The Beggar is more dense modernist text to be pored over and deciphered than escapist beach read… While Gira’s lyrics are as apocalyptic, cryptic and uncomfortable as they’ve ever been, The Beggar is Swans at their loveliest, sounding earthy and ethereal rather than crushingly oppressive, as they usually do. It takes the sublime Gothic drone rock of Swans 1.0 — especially the gorgeous, ambitious noise symphony of Soundtracks for the Blind and culminating with the trance-inducing post-rock minimalism of the much-beloved To Be Kind and The Glowing Man — and incorporates some of the arty avant-garde experimental folk moves of Gira’s post-Swans work with Angels of Light in the process. It sounds half-a-lightyear away from their crushing industrial metal roots; more Arvo Pärt than Alien Art Farm. 

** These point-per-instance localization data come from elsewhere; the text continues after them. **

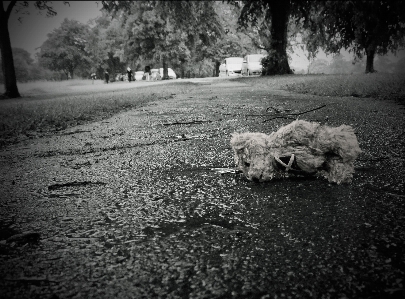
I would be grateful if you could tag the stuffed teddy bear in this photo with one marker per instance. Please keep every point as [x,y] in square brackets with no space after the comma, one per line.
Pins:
[300,148]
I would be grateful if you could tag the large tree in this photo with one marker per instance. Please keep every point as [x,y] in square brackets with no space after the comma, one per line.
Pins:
[65,48]
[277,14]
[104,46]
[365,27]
[166,31]
[8,69]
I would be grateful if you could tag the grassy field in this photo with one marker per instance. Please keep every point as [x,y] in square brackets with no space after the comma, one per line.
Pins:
[40,112]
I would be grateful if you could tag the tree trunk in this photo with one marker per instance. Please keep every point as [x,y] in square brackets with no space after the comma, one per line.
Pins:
[165,70]
[10,80]
[217,64]
[370,60]
[277,61]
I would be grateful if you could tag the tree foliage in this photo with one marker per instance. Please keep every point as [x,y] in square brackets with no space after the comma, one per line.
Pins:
[163,31]
[8,68]
[65,48]
[362,27]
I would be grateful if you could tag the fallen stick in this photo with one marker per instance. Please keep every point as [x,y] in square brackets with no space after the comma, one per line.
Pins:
[188,123]
[295,114]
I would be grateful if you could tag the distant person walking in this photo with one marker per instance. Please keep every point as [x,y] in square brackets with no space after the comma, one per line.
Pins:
[107,77]
[129,73]
[93,76]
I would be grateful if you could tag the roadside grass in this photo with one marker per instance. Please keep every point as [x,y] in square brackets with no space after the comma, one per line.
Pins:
[24,117]
[376,85]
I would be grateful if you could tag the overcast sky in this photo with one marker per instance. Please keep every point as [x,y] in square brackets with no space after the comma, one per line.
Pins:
[31,32]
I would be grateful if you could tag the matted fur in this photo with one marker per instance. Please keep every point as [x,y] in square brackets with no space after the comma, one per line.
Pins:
[322,150]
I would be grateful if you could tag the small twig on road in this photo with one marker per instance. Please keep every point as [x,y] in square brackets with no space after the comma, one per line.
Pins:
[32,279]
[294,114]
[188,123]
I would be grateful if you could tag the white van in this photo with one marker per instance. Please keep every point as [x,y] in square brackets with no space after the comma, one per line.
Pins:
[252,64]
[171,73]
[231,66]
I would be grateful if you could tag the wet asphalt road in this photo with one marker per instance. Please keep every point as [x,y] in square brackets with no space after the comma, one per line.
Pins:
[145,205]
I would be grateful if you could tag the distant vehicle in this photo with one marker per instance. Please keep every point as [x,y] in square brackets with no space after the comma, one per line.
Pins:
[171,73]
[138,75]
[231,66]
[155,75]
[252,64]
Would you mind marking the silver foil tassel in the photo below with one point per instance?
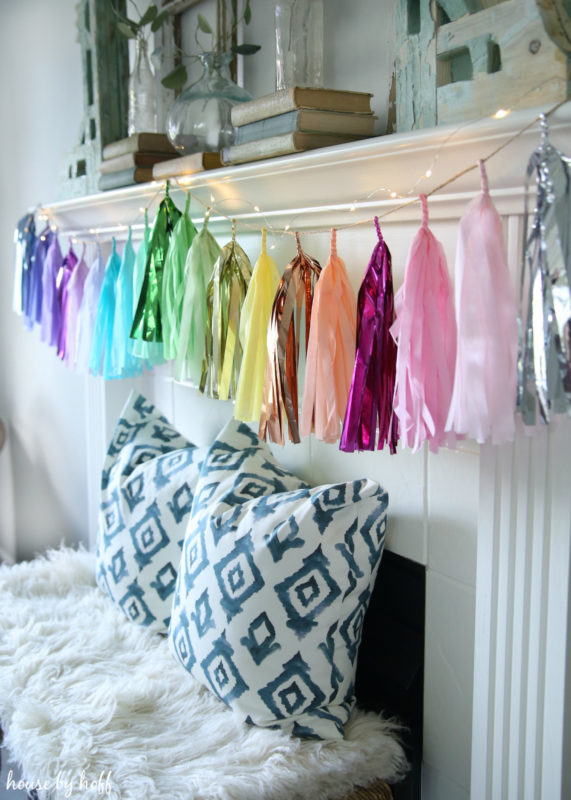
(544, 358)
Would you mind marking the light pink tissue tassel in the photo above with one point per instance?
(330, 351)
(483, 399)
(425, 331)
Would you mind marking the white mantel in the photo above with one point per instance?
(496, 635)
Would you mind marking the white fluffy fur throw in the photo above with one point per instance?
(93, 706)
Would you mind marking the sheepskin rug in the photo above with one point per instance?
(94, 706)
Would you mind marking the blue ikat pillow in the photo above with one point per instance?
(147, 488)
(274, 583)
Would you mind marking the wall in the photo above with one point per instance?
(41, 101)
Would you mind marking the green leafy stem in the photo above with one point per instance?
(153, 20)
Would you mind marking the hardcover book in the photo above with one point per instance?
(125, 177)
(139, 142)
(300, 97)
(133, 160)
(309, 121)
(281, 145)
(186, 165)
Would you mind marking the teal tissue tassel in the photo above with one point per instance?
(100, 361)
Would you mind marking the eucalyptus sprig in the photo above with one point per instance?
(179, 76)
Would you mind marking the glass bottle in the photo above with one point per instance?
(299, 43)
(199, 120)
(142, 115)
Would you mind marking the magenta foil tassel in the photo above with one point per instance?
(370, 400)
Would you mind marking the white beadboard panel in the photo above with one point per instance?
(437, 786)
(453, 493)
(448, 677)
(522, 616)
(557, 622)
(402, 475)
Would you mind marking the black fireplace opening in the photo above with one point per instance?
(390, 668)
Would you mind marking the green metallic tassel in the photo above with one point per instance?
(147, 324)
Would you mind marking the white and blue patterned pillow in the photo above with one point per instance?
(274, 583)
(147, 488)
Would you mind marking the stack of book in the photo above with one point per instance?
(131, 160)
(186, 165)
(296, 119)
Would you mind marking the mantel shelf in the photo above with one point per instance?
(343, 184)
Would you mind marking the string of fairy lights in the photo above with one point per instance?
(214, 210)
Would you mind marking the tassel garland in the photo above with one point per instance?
(173, 281)
(425, 331)
(253, 328)
(544, 358)
(330, 352)
(417, 364)
(293, 297)
(191, 347)
(483, 398)
(225, 294)
(147, 324)
(370, 399)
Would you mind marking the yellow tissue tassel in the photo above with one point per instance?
(253, 336)
(225, 294)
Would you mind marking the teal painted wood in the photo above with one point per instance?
(415, 66)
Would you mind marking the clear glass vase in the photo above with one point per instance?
(299, 43)
(199, 120)
(142, 115)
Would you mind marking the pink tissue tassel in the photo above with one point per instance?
(425, 330)
(330, 351)
(483, 399)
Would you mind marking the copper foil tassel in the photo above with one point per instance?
(293, 297)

Spectrum Culture - J. Simpson 

“Searching for purgation through volume or its afterimage, The Beggar is peak twenty-first century Swans.”

Big Take Over - Michael Toland

“[T]heir 16th album shows that the old intensity hasn’t deserted them, it just comes in different forms, as suggested by opener The Parasite, which builds from a gentle acoustic guitar to a cacophony of quiet noise. Written in what Gira calls the “strange disorientation” of lockdown, the prevailing atmosphere on The Beggar is one of unsettling, claustrophobic unease, as the drawling 69-year-old contemplates life and mortality.”

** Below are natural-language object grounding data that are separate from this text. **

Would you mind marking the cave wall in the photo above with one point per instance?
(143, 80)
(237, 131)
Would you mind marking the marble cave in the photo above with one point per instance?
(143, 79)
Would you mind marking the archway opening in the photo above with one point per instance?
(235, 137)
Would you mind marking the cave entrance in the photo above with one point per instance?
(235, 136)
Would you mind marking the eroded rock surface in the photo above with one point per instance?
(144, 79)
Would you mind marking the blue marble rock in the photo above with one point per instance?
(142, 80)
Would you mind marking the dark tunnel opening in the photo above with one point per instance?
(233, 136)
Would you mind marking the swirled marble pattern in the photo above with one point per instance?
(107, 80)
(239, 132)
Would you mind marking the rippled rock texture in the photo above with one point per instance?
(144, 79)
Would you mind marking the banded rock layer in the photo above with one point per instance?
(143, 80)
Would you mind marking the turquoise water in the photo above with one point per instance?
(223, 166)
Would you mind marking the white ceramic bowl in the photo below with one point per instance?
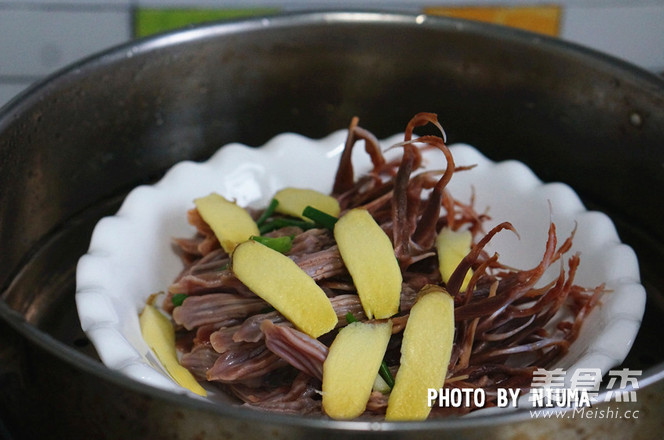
(130, 254)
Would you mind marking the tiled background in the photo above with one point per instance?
(38, 37)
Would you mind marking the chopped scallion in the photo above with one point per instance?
(281, 244)
(321, 218)
(279, 223)
(384, 371)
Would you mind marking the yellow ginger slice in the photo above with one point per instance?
(292, 201)
(452, 247)
(351, 367)
(230, 223)
(279, 281)
(425, 354)
(159, 334)
(369, 256)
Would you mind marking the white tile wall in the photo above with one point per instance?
(39, 41)
(38, 37)
(635, 33)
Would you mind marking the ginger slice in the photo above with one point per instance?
(279, 281)
(369, 256)
(425, 354)
(351, 367)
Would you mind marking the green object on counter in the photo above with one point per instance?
(148, 21)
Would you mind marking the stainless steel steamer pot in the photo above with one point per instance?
(73, 145)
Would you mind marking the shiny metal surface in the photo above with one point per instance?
(73, 145)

The Guardian, ⅘ - Dave Simpson

“Brooding, menacing, decidedly unsettling, The Beggar is a masterclass of both songwriting and arranging. We struggle to think of a release that allows us such an insight into existential concerns of those responsible. Tracks like ‘Michael Is Done’ directly tackle the death sentence under which we’re all born, but burst into this emotional overture, as if reminding us to celebrate and take hold of those we love, including ourselves, while the opportunity remains. Just one example of an omnipresent poignancy, while overall this is a haunting experience it is nonetheless scored with declarations of what it is to be alive contemplating what might form next.”

Juno, MH

“The Beggar, their 16th studio album, makes good use of the quietly ardent tone, and whilst listening is intentionally oppressive, it’s like the insidious continual whisper of conscience rather than the brimstone sermon, and even when songs reach a clangorous attack they tend to build frog-boilingly slowly from hushed beginnings.”

Music Ohm - David Murphy

“…delivers a ritualistic euphoria”

Uncut 8/10

“a gargantuan demonstration of just how far Swans have come and how huge they’ve become”

Classic Rock 8/10

“The Beggar feels like a band once again developing a new identity, one that’s still coalescing into its full shape.”